Dans la pénombre de la salle mythique MTelus (jadis Métropolis) à Montréal après une session DJ très efficace, Buddy, le premier rappeur américain de la soirée a fait son entrée devant une salle mi-pleine de jeunes 18-30 ans, surtout masculine, debout canettes de bière à la main. Ils se sont mis à scander les textes de l’artiste, et à sautiller, bras droit levé. La même scène s’est reproduite avec le corpulent Chuck Strangers.
Pas de musiciens en vue, qu’un ordinateur géré par le DJ. Pas de décor à moins que ces boites lugubres et sombres en aient été un. Puis des éclairages minimalistes. Il s’agissait de mon initiation à cet univers de rappeurs où les participants dans la salle sont aussi intrigants que les élus sur scène.
Pendant les deux heures qui ont précédé l’arrivée de la vedette Joey Bada$$, on sentait cette foule qui grandissait, impatiente. Assise dans le pit des photographes, je voyais les yeux écarquillés de ces jeunes, rivés sur la scène … pourtant vide. Puis, les hommes de la sécurité débouchaient des bouteilles d’eau et versaient le contenu dans la bouche ouverte de ceux qui avaient soif dans la foule. Une scène épique!!!
Finalement à 22h07, Joey Bada$$, le monstre sacré de la soirée, grand, mince, s’est emmené, gilet pare-balles pour tout costume. Pas rassurant. Levée de foule, un grand frisson est passé sur nous. Cris et fortes émotions étaient au rendez-vous. Dès le départ, on a senti chez le New Yorkais, cette maîtrise de l’art du rap.
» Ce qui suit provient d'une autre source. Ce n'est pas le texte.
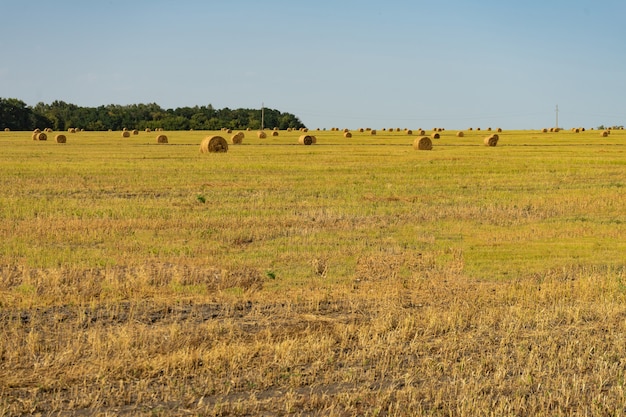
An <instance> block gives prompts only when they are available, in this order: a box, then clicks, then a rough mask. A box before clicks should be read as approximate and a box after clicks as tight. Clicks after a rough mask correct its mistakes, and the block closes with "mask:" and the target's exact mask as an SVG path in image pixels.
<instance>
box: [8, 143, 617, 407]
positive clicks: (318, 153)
mask: <svg viewBox="0 0 626 417" xmlns="http://www.w3.org/2000/svg"><path fill="white" fill-rule="evenodd" d="M298 133H299V132H293V133H292V132H281V135H280V136H279V137H272V138H270V139H263V140H258V139H257V138H250V139H249V140H246V142H245V143H244V144H242V145H241V146H238V147H237V148H236V149H234V148H233V150H232V152H229V153H228V154H211V155H199V154H198V152H197V146H198V143H199V142H200V141H201V139H202V138H203V137H205V136H206V134H207V132H168V133H167V135H168V138H169V139H170V140H169V144H167V145H162V146H158V145H156V144H153V142H154V141H153V138H148V136H147V135H143V134H139V135H136V136H133V137H132V138H129V139H123V138H119V134H118V133H115V132H101V133H96V132H81V133H80V134H78V135H77V136H73V137H72V141H71V143H69V142H68V143H67V144H65V145H63V146H59V145H56V144H54V143H52V142H50V143H48V142H38V141H37V142H35V141H32V140H30V133H29V132H3V133H0V145H1V146H2V149H3V152H2V156H0V172H1V173H2V175H1V176H0V186H1V187H2V190H3V193H2V195H1V196H0V216H1V219H2V223H1V224H0V236H1V237H2V245H1V246H0V328H1V329H2V335H3V337H2V338H1V339H0V415H337V416H343V415H388V416H403V415H460V416H462V415H466V416H470V415H472V416H473V415H550V416H553V415H612V416H613V415H624V414H625V413H626V397H625V395H624V394H625V393H624V373H625V370H626V352H625V350H626V347H625V346H626V345H625V344H624V343H623V336H624V331H625V330H626V329H625V327H626V308H625V301H626V300H625V297H626V285H625V284H624V278H625V276H624V275H625V271H626V268H625V264H624V258H623V253H625V249H626V248H625V243H624V242H623V238H622V237H623V236H624V235H625V233H624V232H625V226H624V224H625V223H624V222H625V221H626V213H625V212H624V209H623V207H624V203H625V201H624V200H625V199H626V198H625V197H624V192H623V187H624V184H626V170H625V169H624V168H625V165H626V157H625V154H624V145H625V140H624V139H625V137H626V136H624V135H623V134H621V133H620V132H613V133H612V134H611V135H610V137H607V138H601V137H600V138H598V137H597V135H596V134H594V133H593V131H591V132H582V133H579V134H576V135H574V134H570V133H569V132H565V131H562V132H559V133H553V134H542V133H539V132H534V131H517V132H506V131H505V132H503V133H502V134H501V135H500V139H501V140H500V142H499V144H498V147H496V148H486V147H484V146H483V145H482V139H483V137H482V135H481V132H474V133H473V132H466V134H465V135H464V137H462V138H459V137H456V136H455V135H454V134H453V133H450V132H446V131H444V132H442V133H441V138H440V139H438V140H437V143H435V144H434V147H433V150H432V151H430V152H416V151H414V150H413V149H412V147H411V143H412V142H411V138H410V137H407V136H406V134H405V133H404V132H400V133H394V132H379V134H378V135H376V136H371V135H370V134H369V132H364V133H359V132H356V131H355V132H353V137H352V138H349V139H348V138H344V137H343V134H342V133H335V132H324V131H316V132H314V134H315V136H316V137H317V139H318V140H317V143H316V144H315V145H313V146H308V147H301V146H297V138H298Z"/></svg>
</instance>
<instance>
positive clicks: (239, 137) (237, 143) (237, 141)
mask: <svg viewBox="0 0 626 417" xmlns="http://www.w3.org/2000/svg"><path fill="white" fill-rule="evenodd" d="M244 136H245V135H244V134H243V132H237V133H235V134H234V135H233V136H232V137H231V138H230V141H231V142H232V144H233V145H241V144H242V143H243V138H244Z"/></svg>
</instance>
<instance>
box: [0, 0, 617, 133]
mask: <svg viewBox="0 0 626 417" xmlns="http://www.w3.org/2000/svg"><path fill="white" fill-rule="evenodd" d="M0 16H1V21H2V24H0V54H1V55H0V97H4V98H9V97H11V98H18V99H21V100H23V101H24V102H26V103H27V104H28V105H31V106H32V105H35V104H36V103H38V102H45V103H51V102H52V101H54V100H63V101H66V102H70V103H74V104H77V105H80V106H98V105H105V104H136V103H153V102H154V103H157V104H159V105H161V106H162V107H164V108H175V107H182V106H194V105H207V104H212V105H213V106H214V107H215V108H222V107H229V108H240V107H243V108H260V107H261V103H264V104H265V106H266V107H269V108H274V109H278V110H280V111H283V112H289V113H293V114H295V115H296V116H298V117H299V118H300V119H301V120H302V121H303V122H304V123H305V124H306V125H307V126H308V127H310V128H317V127H320V128H324V127H325V128H330V127H340V128H344V127H348V128H358V127H372V128H384V127H386V128H388V127H401V128H404V127H407V128H413V129H415V128H418V127H422V128H425V129H430V128H432V127H444V128H448V129H464V128H467V127H472V126H474V127H488V126H492V127H496V126H497V127H502V128H504V129H537V128H543V127H551V126H553V125H554V123H555V106H556V105H557V104H558V106H559V110H560V112H559V124H560V125H561V127H565V128H569V127H574V126H576V127H578V126H581V127H597V126H598V125H600V124H605V125H622V124H626V54H625V53H624V52H625V51H624V49H625V47H626V24H624V23H623V21H624V19H626V2H624V1H623V0H619V1H617V0H615V1H611V0H595V1H591V0H590V1H587V0H571V1H565V0H538V1H536V0H528V1H521V0H518V1H509V0H499V1H495V0H486V1H482V0H480V1H469V0H467V1H463V0H439V1H434V0H432V1H422V0H413V1H409V0H385V1H375V2H374V1H354V0H334V1H329V0H316V1H310V0H308V1H299V0H265V1H262V0H256V1H253V0H205V1H201V0H98V1H96V0H90V1H87V0H57V1H50V0H0Z"/></svg>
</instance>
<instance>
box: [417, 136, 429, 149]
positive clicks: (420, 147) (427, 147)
mask: <svg viewBox="0 0 626 417" xmlns="http://www.w3.org/2000/svg"><path fill="white" fill-rule="evenodd" d="M432 148H433V141H432V140H430V138H429V137H428V136H423V137H421V138H416V139H415V140H414V141H413V149H415V150H419V151H430V150H431V149H432Z"/></svg>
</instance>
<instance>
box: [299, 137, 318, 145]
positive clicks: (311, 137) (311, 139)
mask: <svg viewBox="0 0 626 417" xmlns="http://www.w3.org/2000/svg"><path fill="white" fill-rule="evenodd" d="M315 142H317V141H316V139H315V136H311V135H301V136H300V137H299V138H298V143H299V144H300V145H313V144H314V143H315Z"/></svg>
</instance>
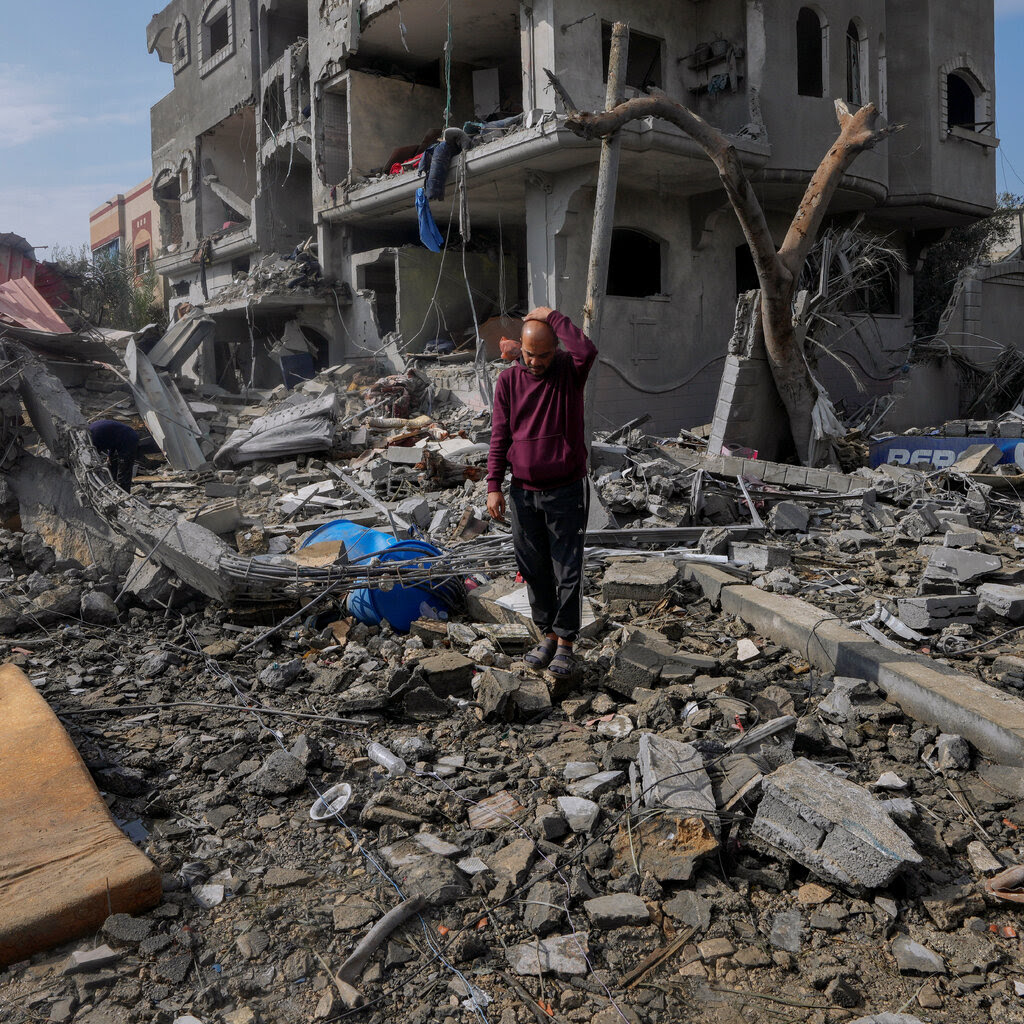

La foule électrisée et ultra compressée, scandait les paroles des succès de l’artiste, bras levés, mains suivant le rythme. Pour la foule hypnotisée, sautillante, ce n’est certes qu’un jeu mais cette danse endiablée rappelle aussi les pouvoirs de la foule.
Le rap, ce mouvement né des années 70, est un monde en soi avec ses conventions, son slam, les interactions très serrées entre l’artiste et le public. Sa couleur. Son langage explicite. Ses incantations. Dans la salle, avec tous ces jeunes hommes aux allures de the boy next door, très apprivoisés, et quelques filles sexys qui se marient mal au thème de la soirée, on s’étonne, on se demande quel est le rôle de cette musique. On questionne cette génération qui dans le cadre du rap, est de retour dans le chacun pour soi.
Joey Bada$$ en tout cas, lui sait où il va. Il suffit de regarder l’écriture de son nom pour comprendre. À peine 23 ans, avec des succès comme Land of the free et Devastated, tirés de son dernier album ALL-AMERIKKKAN BADA$$, Bada$$ a la vie devant soi. Et à voir la frimousse de ces jeunes, il tire dans le mil.